Impact Analysis


Impact analysis is when we analyze your historical time series data and determine the impact of internal and external factors. You can use the predictive power of impact analysis to evaluate the impact of an event, promotion, limited time offer, etc. on your bottom line, determine impact of weather or illness on productivity, or understand how holidays will impact sales.


Creating an Impact Session

Impact sessions determine the impact of a particular event on a dataset. To create an impact session, specify the dataset for which to determine impact, as well as the start and end dates of the impactful event. The Nexosis API will execute a series of machine learning algorithms to determine the impact of the event on the dataset.

Both the start and end dates for the impact session must always be on or before the specified timestamp of the last record in your dataset.

To understand how to submit data, you can read more in the Sending Data article.

Here are the parameters you can include in either the query string or the body of a POST request to create an Impact Analysis Session:

  • dataSourceName - Name of the data source (dataset or view) for which to determine impact
  • targetColumn- Column in the specified dataset for which to determine impact
  • eventName - Name of the event for which to determine impact
  • resultInterval - The interval at which predictions should be generated. Possible values are Hour, Day, Week, Month, and Year. Defaults to Day
  • startDate - Format date-time (as date-time in ISO8601). First date of the event
  • endDate - Format date-time (as date-time in ISO8601). Last date of the event
  • callbackUrl - The Webhook URL that will receive updates when the Session status changes

Starting an Impact Session

Impact sessions are essentially identical to forecast sessions, so make sure to read and understand how to create predictions. All of that information will apply with a couple of additional points that will be outlined in the rest of this section.

Here are the differences:

  1. Parameters include an additional value called eventName so you can create a friendly name for the intervention period.
  2. Impact session results also include metrics that describe the overall impact of the event on the dataset. These metrics are:
    • pValue - Statistical value used to determine the significance of the impact. A small p-value indicates strong evidence of impact, whereas a p-value approaching 0.5 indicates weak evidence of impact.
    • absoluteEffect - Total absolute effect of the event on the dataset. Answers the question, “How much did this event affect my dataset?”
    • relativeEffect - Percentage effect of the event on the dataset. Answers the question, “By what percentage did this event affect my dataset?”
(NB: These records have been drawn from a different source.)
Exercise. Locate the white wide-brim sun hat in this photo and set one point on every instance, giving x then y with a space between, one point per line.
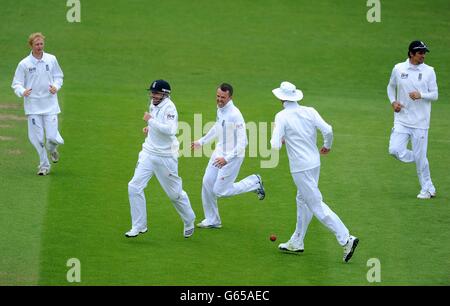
288 92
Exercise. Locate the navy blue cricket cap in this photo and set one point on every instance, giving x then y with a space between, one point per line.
160 86
417 46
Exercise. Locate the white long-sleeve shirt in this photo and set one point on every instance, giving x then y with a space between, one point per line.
406 78
39 74
163 125
298 125
230 131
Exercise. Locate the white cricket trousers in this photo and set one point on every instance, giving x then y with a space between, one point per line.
166 171
398 142
41 127
219 183
309 203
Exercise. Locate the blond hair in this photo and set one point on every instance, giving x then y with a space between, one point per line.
33 36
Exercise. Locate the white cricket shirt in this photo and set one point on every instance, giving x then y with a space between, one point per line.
298 125
38 74
406 78
230 132
163 125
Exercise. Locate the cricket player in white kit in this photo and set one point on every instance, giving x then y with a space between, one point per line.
159 157
226 160
38 78
411 89
296 126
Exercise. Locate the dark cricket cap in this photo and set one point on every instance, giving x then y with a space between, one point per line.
417 46
160 86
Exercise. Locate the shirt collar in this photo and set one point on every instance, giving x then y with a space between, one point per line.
35 60
227 106
163 102
413 67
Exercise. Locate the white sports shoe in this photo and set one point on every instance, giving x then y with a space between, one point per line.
350 247
43 171
54 156
134 232
203 224
424 195
189 230
292 246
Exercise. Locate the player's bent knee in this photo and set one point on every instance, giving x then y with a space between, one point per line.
394 152
220 192
176 196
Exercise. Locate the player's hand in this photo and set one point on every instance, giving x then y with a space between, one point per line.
27 92
397 106
324 151
52 89
195 145
415 95
219 162
147 116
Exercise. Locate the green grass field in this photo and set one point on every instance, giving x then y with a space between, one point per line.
328 49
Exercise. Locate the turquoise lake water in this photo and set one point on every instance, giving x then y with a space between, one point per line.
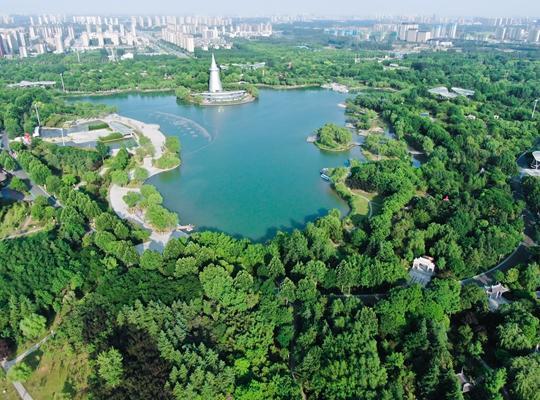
247 170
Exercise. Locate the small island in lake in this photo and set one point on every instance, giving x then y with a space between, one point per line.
333 137
216 96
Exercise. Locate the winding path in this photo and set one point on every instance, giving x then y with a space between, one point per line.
519 255
7 365
158 240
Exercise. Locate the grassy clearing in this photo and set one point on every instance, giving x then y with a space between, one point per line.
7 390
58 374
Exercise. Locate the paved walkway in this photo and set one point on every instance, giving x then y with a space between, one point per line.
158 240
7 365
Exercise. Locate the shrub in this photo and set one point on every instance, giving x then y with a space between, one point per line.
119 178
167 161
98 125
19 373
18 185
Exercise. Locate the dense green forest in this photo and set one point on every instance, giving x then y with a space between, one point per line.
327 312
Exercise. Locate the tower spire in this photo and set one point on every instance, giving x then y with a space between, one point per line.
214 83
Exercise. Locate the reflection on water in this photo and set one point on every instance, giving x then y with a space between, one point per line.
246 170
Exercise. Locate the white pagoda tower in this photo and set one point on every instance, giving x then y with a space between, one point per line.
214 84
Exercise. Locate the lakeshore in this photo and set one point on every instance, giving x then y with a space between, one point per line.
246 170
157 239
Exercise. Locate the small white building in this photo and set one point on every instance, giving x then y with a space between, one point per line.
422 270
495 295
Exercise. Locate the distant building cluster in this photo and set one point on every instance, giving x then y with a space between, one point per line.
24 36
205 32
431 30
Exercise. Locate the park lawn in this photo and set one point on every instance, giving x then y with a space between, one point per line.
346 147
58 374
7 391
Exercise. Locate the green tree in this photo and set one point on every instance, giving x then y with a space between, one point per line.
19 373
110 367
33 326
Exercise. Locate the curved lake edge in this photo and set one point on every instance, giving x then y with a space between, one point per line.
145 107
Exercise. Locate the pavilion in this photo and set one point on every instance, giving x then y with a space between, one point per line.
422 270
216 95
IMPORTANT: If you want to find the impact a particular feature had on the target value, you must set that feature’s value off during the dates of the intervention period otherwise it will not measure the impact correctly. Impact session results consist of the predictions of what would have happened over the specified date range, had the impactful event not occurred, which is why that feature should be removed from the intervention period.